In my view, very little is needed to support the trains themselves. Honestly, they don't weigh that much. The framing is there because the lower level of the layout needs to support, first its own weight, and that of the upper level, and then the forces of being bumped, leaned against, and perhaps even knelt on to reach something way in the back. So -- if you are sure that you will not be putting your own weight on the upper-level section of your layout, then it needs no framing, just a few posts to hold up the plywood subroadbed.

How few? I confess that our layout was just slapped together, mostly out of scrap wood, but our benchwork has given no trouble, and parts of it have been in place for close to 20 years now.
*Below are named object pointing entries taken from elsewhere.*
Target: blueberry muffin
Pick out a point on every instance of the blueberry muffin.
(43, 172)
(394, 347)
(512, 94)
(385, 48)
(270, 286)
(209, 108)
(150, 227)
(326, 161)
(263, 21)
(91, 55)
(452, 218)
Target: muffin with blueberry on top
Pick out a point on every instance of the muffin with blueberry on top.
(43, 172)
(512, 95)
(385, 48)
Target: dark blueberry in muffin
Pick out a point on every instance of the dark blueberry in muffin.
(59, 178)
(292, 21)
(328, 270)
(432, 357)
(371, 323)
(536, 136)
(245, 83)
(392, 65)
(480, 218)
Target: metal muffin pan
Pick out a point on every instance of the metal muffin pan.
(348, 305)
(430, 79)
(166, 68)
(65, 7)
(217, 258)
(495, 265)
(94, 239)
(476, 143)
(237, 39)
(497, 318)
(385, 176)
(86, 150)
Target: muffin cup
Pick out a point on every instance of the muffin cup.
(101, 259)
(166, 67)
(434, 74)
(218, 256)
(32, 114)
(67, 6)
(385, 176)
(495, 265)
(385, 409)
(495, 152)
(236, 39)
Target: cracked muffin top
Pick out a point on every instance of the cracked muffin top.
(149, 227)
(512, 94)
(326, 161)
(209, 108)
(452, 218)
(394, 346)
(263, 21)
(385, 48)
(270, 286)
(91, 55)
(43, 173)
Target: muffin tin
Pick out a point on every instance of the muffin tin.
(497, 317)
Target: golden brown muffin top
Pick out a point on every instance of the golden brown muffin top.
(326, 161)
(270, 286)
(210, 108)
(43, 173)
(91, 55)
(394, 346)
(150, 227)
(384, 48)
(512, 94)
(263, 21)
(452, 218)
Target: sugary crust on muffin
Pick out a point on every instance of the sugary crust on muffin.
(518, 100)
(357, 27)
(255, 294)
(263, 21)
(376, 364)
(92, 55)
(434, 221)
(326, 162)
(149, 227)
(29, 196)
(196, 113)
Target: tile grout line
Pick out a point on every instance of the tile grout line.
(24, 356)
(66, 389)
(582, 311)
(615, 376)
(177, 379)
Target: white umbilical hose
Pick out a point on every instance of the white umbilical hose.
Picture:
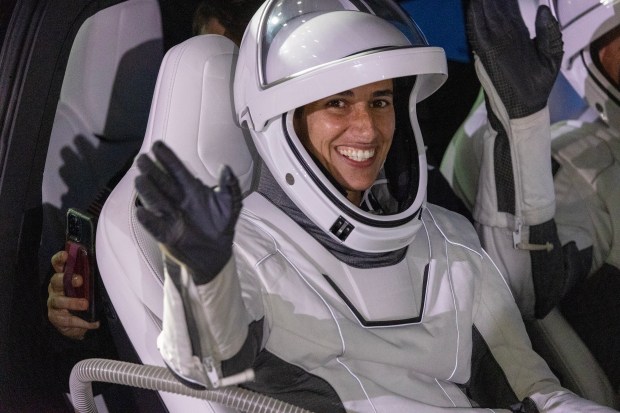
(161, 379)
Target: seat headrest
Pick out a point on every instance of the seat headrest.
(192, 110)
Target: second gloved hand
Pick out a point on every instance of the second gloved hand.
(522, 70)
(192, 220)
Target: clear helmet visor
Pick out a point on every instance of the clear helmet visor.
(297, 36)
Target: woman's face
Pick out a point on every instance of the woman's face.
(609, 56)
(350, 134)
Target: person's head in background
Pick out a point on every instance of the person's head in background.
(225, 17)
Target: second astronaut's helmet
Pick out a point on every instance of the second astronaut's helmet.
(587, 25)
(296, 52)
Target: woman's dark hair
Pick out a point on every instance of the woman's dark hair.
(233, 15)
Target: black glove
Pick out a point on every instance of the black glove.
(193, 221)
(522, 70)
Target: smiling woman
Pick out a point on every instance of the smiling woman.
(350, 134)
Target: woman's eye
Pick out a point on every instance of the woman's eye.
(381, 103)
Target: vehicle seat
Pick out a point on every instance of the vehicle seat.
(102, 111)
(193, 113)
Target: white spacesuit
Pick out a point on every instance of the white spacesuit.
(385, 307)
(576, 196)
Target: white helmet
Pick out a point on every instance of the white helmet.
(297, 52)
(583, 22)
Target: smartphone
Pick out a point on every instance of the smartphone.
(80, 246)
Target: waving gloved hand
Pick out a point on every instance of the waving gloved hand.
(193, 221)
(522, 70)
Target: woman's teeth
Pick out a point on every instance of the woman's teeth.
(357, 155)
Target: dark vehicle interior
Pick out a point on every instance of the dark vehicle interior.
(76, 84)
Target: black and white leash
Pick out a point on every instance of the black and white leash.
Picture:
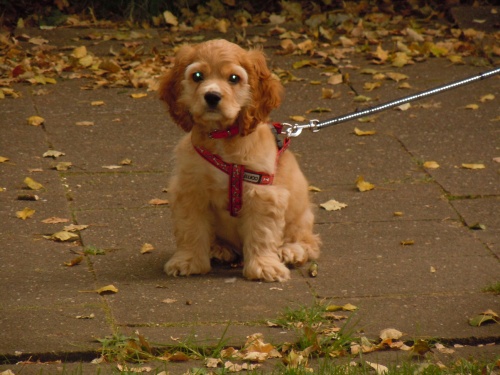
(294, 130)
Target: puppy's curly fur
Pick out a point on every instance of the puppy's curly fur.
(215, 85)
Our subroadbed is 1/2" OSB. On straight runs, there are places where the posts are 24" apart. You may not wish to live quite so dangerously, but that gives you an idea of what some people get away with.

BTW, "cookie cutter," as I understand it, means that the surface of the lowest level of the layout is a flat sheet of plywood. Wherever there will be elevated track, you lay down the track, trace around it (leaving as much extra width as you want) and then cut along the line with a jigsaw. This gives you an upper level that was cut out of the lower level. Elevate the upper level with some posts that are a little wider than the cutout (to span the gap you made in the lower level). Or else, run the posts down through the cutout you created, and fasten them to crossmembers in the layout framing.